C’est la conclusion politique que Robert Weber, président du LCGB, tire de l’arrêt de la Cour de Justice. Pour lui, cet arrêt est décevant. "Jusqu’à présent, nous étions partis du principe que nous avions bien transposé la directive détachement", regretta-t-il.
Aux yeux de Robert Weber, l’importance de la dimension sociale en Europe est relativisée et même dégradée par l’arrêt de la Cour. Il conteste la façon dont la dimension sociale est scrutée sous l’angle de sa compatibilité avec la liberté de la prestation des services et de fait grugée en Europe. "Nous avons là un déséquilibre entre la dimension sociale et la dimension économique", a-t-il condamné. "A travers cet arrêt, la CJCE fait de la politique. Elle ne se contente plus de rendre des jugements. C’est une situation très grave", a insisté le syndicaliste.

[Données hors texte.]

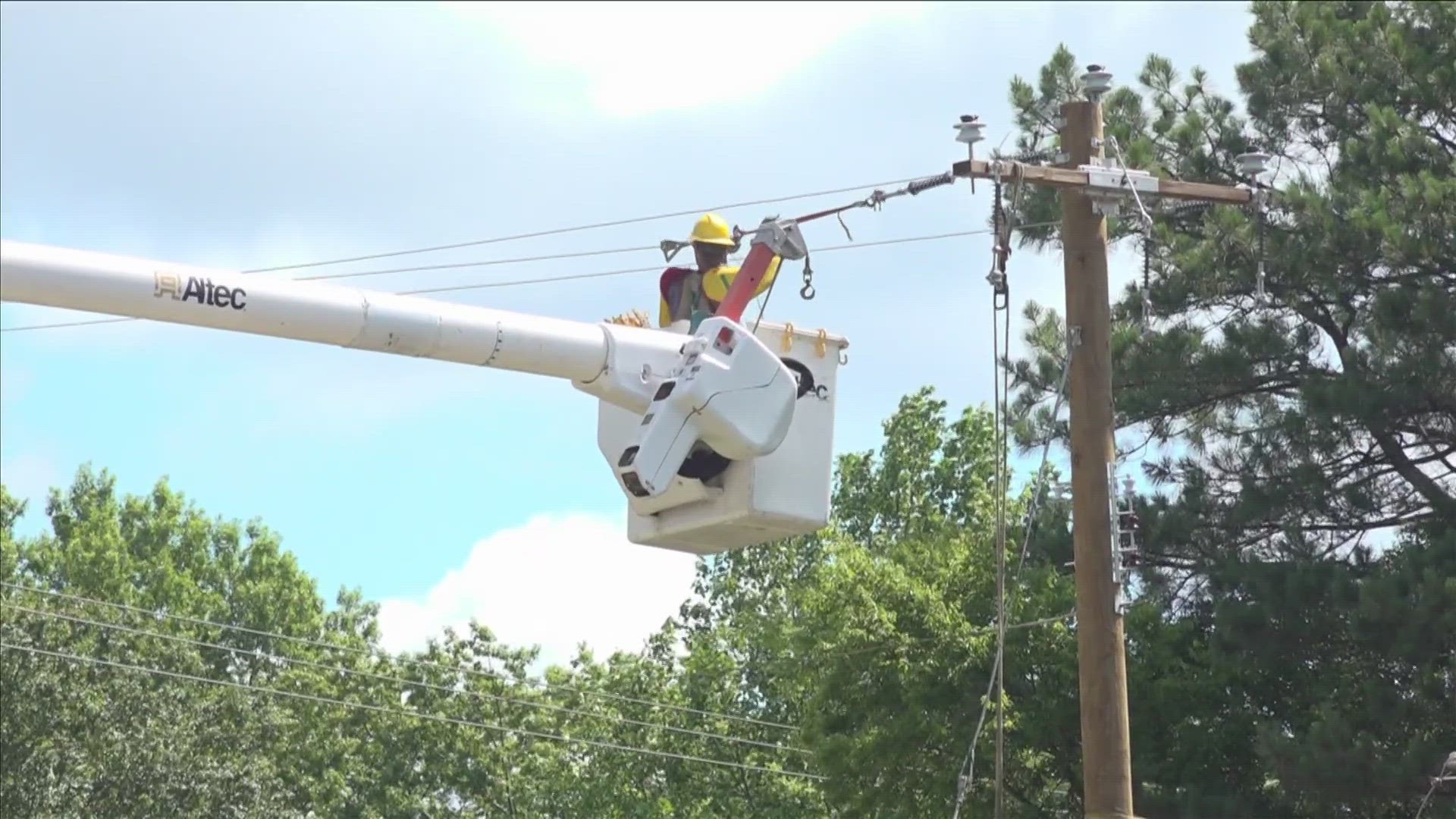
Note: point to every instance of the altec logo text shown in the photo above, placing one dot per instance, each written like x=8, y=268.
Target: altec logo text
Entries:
x=200, y=290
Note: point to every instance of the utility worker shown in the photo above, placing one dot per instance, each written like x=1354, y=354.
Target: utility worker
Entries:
x=692, y=295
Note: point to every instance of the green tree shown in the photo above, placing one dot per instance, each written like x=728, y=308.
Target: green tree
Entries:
x=1286, y=435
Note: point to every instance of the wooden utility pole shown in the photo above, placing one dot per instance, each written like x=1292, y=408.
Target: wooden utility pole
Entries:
x=1091, y=188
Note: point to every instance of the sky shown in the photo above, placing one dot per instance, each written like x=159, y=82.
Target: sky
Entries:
x=251, y=134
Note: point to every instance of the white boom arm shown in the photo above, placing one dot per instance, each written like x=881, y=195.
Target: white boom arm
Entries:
x=303, y=311
x=721, y=390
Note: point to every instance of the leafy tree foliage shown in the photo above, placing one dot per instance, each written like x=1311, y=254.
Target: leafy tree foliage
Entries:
x=1280, y=661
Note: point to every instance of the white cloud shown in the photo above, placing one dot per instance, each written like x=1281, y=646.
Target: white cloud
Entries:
x=30, y=477
x=554, y=582
x=645, y=57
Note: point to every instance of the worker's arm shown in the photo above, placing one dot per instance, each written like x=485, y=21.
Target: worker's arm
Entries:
x=717, y=283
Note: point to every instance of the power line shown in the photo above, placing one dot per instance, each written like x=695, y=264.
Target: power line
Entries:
x=400, y=659
x=593, y=226
x=414, y=682
x=541, y=280
x=416, y=714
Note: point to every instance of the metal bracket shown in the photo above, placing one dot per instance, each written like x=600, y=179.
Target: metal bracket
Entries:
x=1110, y=187
x=783, y=238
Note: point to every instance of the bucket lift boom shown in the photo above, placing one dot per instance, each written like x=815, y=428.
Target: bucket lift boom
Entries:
x=717, y=441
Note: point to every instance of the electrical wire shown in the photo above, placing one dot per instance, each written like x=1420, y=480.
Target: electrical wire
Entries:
x=416, y=714
x=548, y=279
x=968, y=764
x=410, y=682
x=580, y=228
x=403, y=661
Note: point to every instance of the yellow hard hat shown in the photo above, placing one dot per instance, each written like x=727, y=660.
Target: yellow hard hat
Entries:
x=711, y=229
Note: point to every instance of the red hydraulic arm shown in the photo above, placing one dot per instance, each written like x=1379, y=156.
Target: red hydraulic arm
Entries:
x=745, y=284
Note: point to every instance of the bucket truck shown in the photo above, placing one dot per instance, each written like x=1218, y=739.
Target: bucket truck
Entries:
x=720, y=441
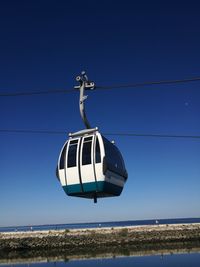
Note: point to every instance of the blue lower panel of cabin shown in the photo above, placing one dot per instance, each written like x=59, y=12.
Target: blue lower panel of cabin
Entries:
x=88, y=190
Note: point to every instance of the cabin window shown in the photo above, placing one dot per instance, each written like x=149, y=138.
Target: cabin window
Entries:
x=86, y=152
x=113, y=155
x=97, y=152
x=62, y=158
x=71, y=161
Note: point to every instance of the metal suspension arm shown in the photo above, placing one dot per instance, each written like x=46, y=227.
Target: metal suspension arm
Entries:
x=84, y=85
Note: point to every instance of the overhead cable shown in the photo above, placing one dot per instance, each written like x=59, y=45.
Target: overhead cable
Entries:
x=54, y=132
x=167, y=82
x=134, y=85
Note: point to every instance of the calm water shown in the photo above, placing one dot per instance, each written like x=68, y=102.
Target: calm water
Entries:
x=175, y=260
x=98, y=224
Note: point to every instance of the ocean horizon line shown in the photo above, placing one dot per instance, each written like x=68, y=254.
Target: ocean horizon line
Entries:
x=105, y=223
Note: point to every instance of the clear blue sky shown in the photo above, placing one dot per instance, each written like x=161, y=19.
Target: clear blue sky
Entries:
x=43, y=46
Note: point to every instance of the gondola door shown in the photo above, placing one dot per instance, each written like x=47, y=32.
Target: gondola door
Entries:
x=72, y=171
x=87, y=164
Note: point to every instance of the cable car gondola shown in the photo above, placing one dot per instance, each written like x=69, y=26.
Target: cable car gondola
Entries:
x=89, y=165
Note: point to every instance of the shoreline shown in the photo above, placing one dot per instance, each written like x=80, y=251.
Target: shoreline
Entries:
x=100, y=240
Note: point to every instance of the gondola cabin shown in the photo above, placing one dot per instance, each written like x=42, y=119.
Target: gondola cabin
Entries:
x=90, y=166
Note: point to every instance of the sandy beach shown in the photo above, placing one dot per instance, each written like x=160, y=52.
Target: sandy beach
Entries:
x=96, y=241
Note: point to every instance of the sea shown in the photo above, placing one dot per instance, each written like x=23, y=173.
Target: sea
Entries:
x=99, y=224
x=184, y=258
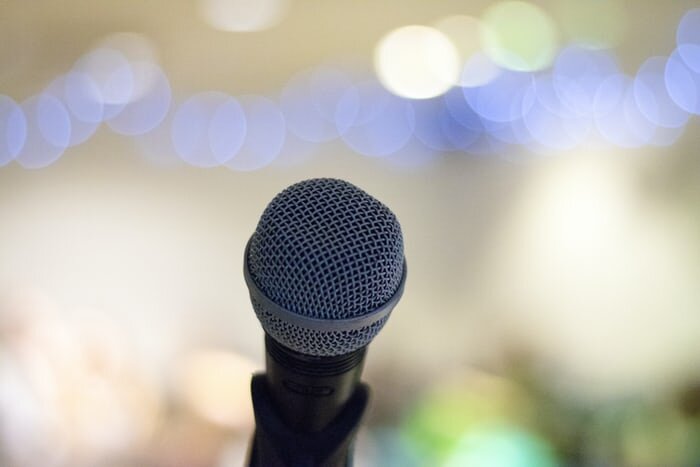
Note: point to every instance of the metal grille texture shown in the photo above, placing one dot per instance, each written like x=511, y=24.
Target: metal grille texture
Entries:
x=325, y=249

Selon Weber, le gouvernement luxembourgeois et les syndicats devraient saisir l’occasion pour cimenter davantage la pratique de l’indexation dans la législation nationale. "Sinon, nous risquons un dumping social", a-t-il confirmé les propos de Jean-Claude Reding.

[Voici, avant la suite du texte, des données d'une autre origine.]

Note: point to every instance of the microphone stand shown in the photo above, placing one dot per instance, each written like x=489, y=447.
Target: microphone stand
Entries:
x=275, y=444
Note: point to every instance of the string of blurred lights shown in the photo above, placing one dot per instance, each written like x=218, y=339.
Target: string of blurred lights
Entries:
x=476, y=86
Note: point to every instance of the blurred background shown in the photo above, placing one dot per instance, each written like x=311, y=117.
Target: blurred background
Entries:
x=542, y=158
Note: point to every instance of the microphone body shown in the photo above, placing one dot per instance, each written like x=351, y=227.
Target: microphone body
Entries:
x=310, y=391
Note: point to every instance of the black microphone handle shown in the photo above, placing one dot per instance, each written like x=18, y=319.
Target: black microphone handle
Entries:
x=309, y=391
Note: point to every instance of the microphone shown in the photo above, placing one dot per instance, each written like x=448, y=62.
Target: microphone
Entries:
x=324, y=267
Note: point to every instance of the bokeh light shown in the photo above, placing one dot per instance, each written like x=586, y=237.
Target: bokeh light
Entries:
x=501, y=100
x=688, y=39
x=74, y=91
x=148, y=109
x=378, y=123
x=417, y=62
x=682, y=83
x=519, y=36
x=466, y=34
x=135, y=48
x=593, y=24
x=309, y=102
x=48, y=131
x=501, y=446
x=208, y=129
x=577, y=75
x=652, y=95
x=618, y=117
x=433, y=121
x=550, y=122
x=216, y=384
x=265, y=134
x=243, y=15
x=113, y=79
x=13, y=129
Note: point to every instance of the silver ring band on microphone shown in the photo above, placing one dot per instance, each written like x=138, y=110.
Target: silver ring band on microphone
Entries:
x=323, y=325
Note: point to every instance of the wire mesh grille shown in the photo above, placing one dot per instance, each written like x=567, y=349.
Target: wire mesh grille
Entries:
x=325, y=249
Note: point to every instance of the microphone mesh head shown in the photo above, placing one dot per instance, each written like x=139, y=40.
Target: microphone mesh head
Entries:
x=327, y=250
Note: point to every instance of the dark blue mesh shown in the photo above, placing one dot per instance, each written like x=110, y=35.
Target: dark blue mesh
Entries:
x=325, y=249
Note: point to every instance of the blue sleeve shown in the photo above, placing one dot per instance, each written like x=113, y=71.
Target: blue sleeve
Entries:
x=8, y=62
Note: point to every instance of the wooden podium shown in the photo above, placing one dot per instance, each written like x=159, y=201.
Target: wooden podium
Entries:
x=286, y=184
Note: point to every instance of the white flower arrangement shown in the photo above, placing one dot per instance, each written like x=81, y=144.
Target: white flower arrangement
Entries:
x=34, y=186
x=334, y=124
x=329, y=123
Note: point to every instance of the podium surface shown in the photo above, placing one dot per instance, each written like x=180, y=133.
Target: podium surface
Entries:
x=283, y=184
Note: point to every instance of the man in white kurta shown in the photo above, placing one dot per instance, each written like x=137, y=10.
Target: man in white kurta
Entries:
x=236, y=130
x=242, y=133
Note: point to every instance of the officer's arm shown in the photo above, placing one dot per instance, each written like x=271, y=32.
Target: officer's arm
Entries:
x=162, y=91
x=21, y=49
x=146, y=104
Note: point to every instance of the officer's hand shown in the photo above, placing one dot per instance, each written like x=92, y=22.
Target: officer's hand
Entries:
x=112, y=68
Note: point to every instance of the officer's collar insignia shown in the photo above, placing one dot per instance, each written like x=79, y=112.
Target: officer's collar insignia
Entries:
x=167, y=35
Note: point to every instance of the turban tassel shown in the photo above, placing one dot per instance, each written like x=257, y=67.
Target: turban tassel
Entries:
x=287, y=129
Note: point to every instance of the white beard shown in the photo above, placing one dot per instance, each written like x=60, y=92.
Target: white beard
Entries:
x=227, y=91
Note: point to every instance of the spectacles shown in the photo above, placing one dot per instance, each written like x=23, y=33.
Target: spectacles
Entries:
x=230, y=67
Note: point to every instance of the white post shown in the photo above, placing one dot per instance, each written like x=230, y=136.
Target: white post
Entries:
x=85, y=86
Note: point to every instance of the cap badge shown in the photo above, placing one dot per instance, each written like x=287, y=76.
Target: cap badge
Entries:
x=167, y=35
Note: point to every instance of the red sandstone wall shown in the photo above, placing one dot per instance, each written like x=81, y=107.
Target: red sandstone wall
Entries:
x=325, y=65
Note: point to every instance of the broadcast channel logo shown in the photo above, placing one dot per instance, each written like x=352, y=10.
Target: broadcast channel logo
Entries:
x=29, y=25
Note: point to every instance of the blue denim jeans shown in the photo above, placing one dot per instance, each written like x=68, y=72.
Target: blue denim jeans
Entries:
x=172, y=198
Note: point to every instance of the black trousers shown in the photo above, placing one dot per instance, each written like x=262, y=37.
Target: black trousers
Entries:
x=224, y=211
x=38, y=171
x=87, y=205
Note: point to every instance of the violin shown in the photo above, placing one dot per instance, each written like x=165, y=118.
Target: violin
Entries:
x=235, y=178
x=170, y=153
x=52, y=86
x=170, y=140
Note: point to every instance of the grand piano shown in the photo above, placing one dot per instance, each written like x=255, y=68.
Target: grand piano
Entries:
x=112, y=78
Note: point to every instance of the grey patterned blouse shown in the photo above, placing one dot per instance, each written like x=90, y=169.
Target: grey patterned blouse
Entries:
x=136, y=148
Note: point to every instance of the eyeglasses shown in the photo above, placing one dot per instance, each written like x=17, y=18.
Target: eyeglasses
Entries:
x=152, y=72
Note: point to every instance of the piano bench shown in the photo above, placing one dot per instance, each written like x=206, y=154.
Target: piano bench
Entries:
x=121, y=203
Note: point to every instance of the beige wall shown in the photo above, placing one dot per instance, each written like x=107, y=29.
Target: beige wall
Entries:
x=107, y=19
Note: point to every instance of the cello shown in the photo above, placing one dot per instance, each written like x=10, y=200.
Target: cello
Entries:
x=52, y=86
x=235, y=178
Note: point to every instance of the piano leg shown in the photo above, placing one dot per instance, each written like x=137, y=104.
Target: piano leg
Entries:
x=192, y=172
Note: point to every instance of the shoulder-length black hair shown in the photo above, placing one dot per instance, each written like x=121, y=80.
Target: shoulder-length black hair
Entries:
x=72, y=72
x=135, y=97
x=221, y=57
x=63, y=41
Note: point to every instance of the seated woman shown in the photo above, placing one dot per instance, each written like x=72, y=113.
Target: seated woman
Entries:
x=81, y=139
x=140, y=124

Pour le président du LCGB, l’arrêt de la Cour de Justice provoque même une situation absurde en matière de contrôles des travailleurs détachés. Jusqu’à présent, un travailleur détaché au Luxembourg devait présenter un contrat écrit aux instances nationales. Cette mesure est passée par le collimateur de la CJCE. "A chaque fois, il faudra désormais aller demander l’autorisation d’emploi auprès des instances nationales du travailleur détaché. C’est une situation absurde", s’est indigné Robert Weber. A ses yeux, l’on court le risque que des entreprises abuseront de la nouvelle situation créée par l’arrêt.
Comment faut-il procéder maintenant ? Aux yeux de Jean-Claude Reding et de Robert Weber, le gouvernement luxembourgeois devra maintenant prendre des mesures pour éviter que de tels jugements s’accumulent à l’avenir. Selon eux, la décision de la Commission d’attaquer le Luxembourg, pays à hauts standards sociaux, devant la CJCE, est une décision politique qui permet, par l’exemple statué, de nombreuses applications contre des standards sociaux plus élevés dans tous les Etats membres.

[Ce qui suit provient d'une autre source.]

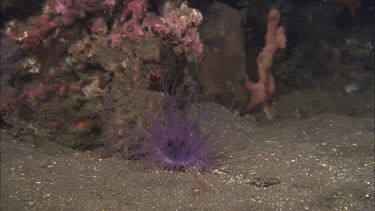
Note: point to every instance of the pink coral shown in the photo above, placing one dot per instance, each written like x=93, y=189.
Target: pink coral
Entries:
x=265, y=87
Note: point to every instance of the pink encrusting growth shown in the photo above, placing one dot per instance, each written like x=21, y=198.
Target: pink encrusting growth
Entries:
x=179, y=25
x=265, y=87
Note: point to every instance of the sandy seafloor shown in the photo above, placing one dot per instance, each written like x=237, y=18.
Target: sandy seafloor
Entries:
x=324, y=162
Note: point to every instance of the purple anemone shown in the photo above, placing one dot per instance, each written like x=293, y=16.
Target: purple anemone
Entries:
x=176, y=141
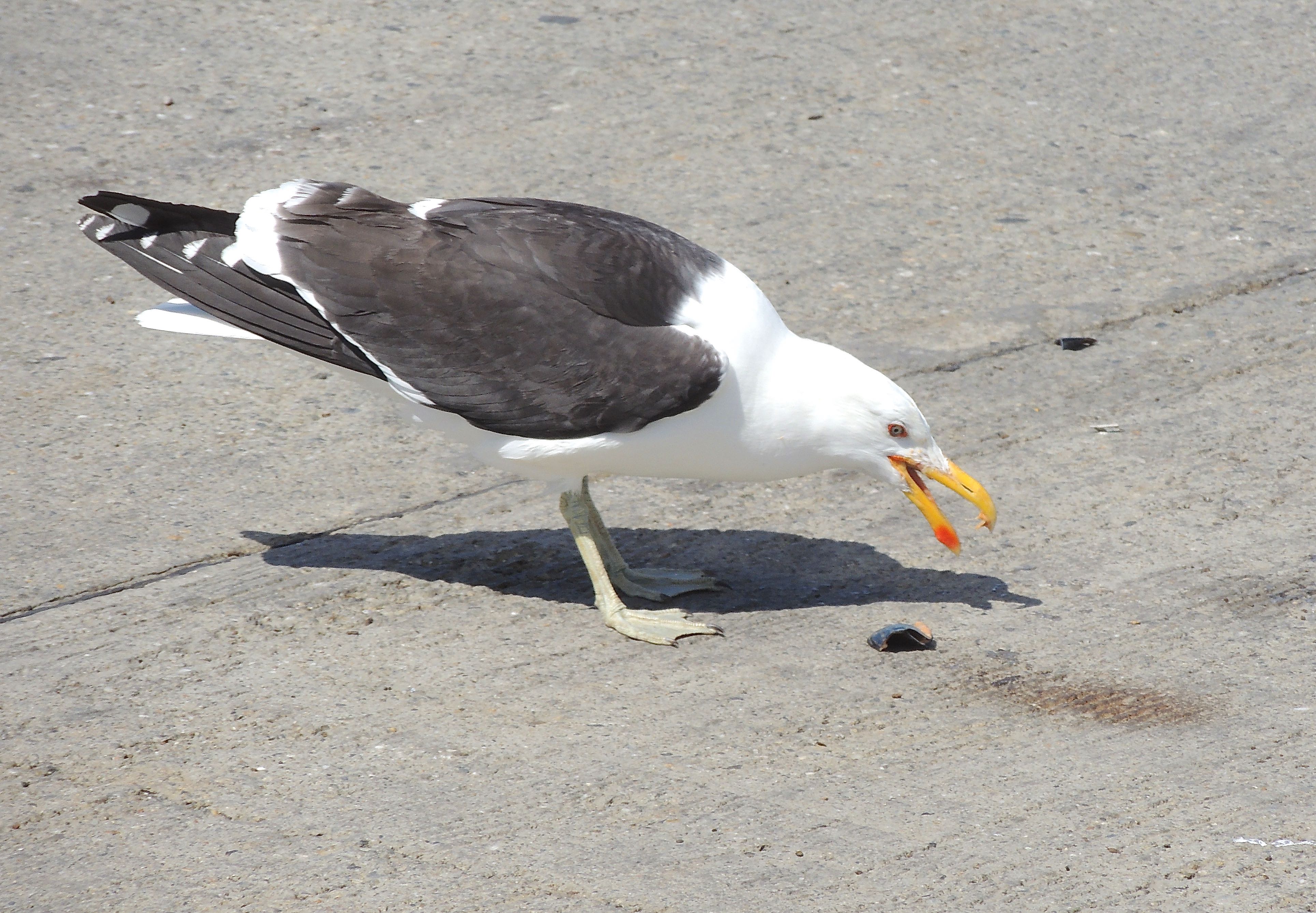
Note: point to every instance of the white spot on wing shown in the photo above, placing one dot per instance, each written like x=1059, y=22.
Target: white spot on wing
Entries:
x=178, y=316
x=422, y=208
x=131, y=214
x=259, y=227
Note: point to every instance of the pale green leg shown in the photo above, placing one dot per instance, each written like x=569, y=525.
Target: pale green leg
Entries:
x=653, y=627
x=652, y=583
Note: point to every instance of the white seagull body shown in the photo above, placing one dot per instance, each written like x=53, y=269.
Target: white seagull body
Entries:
x=556, y=341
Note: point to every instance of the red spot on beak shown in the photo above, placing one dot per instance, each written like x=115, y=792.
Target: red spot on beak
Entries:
x=947, y=537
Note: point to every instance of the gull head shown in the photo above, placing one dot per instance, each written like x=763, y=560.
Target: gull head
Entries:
x=886, y=435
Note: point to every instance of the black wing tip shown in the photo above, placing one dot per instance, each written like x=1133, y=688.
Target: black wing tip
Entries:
x=158, y=215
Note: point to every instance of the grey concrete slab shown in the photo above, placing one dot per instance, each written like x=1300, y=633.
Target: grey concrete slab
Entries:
x=1122, y=689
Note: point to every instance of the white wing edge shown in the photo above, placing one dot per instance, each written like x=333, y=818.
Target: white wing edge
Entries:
x=178, y=316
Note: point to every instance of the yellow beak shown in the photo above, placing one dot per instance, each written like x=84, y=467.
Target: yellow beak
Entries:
x=956, y=481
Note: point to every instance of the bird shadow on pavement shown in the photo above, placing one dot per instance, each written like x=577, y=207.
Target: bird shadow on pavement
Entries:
x=765, y=571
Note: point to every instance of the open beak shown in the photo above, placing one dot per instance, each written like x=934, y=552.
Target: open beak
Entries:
x=956, y=481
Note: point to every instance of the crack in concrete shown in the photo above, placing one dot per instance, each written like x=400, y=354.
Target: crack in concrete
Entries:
x=187, y=567
x=1257, y=283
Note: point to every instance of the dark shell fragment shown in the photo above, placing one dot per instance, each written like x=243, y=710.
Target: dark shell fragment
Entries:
x=898, y=639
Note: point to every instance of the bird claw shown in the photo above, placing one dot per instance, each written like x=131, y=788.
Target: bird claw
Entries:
x=660, y=627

Les syndicats ont annoncé qu’ils entreront dans un contact étroit avec le ministre du Travail et de l’Emploi, François Biltgen, pour trouver des réparties adéquates à l’arrêt de la CJCE. "Il est très important que les politiques et les syndicats fassent front commun", a déclaré Robert Weber, pour éviter une Europe que les syndicats jugent de moins en moins attentive à la question sociale. Pour Jean-Claude Reding, l’analyse du ministre et celle des syndicats se rejoignaient en gros, même si François Biltgen "affichait peut-être un peu plus optimisme que les syndicats".
Robert Weber et Jean-Claude Juncker ont par ailleurs annoncé qu’ils entendaient se réunir avec les syndicats de la Grande Région le 3 juillet à Luxembourg, pour discuter des conséquences du verdict de la CJCE sur l’ensemble de la région.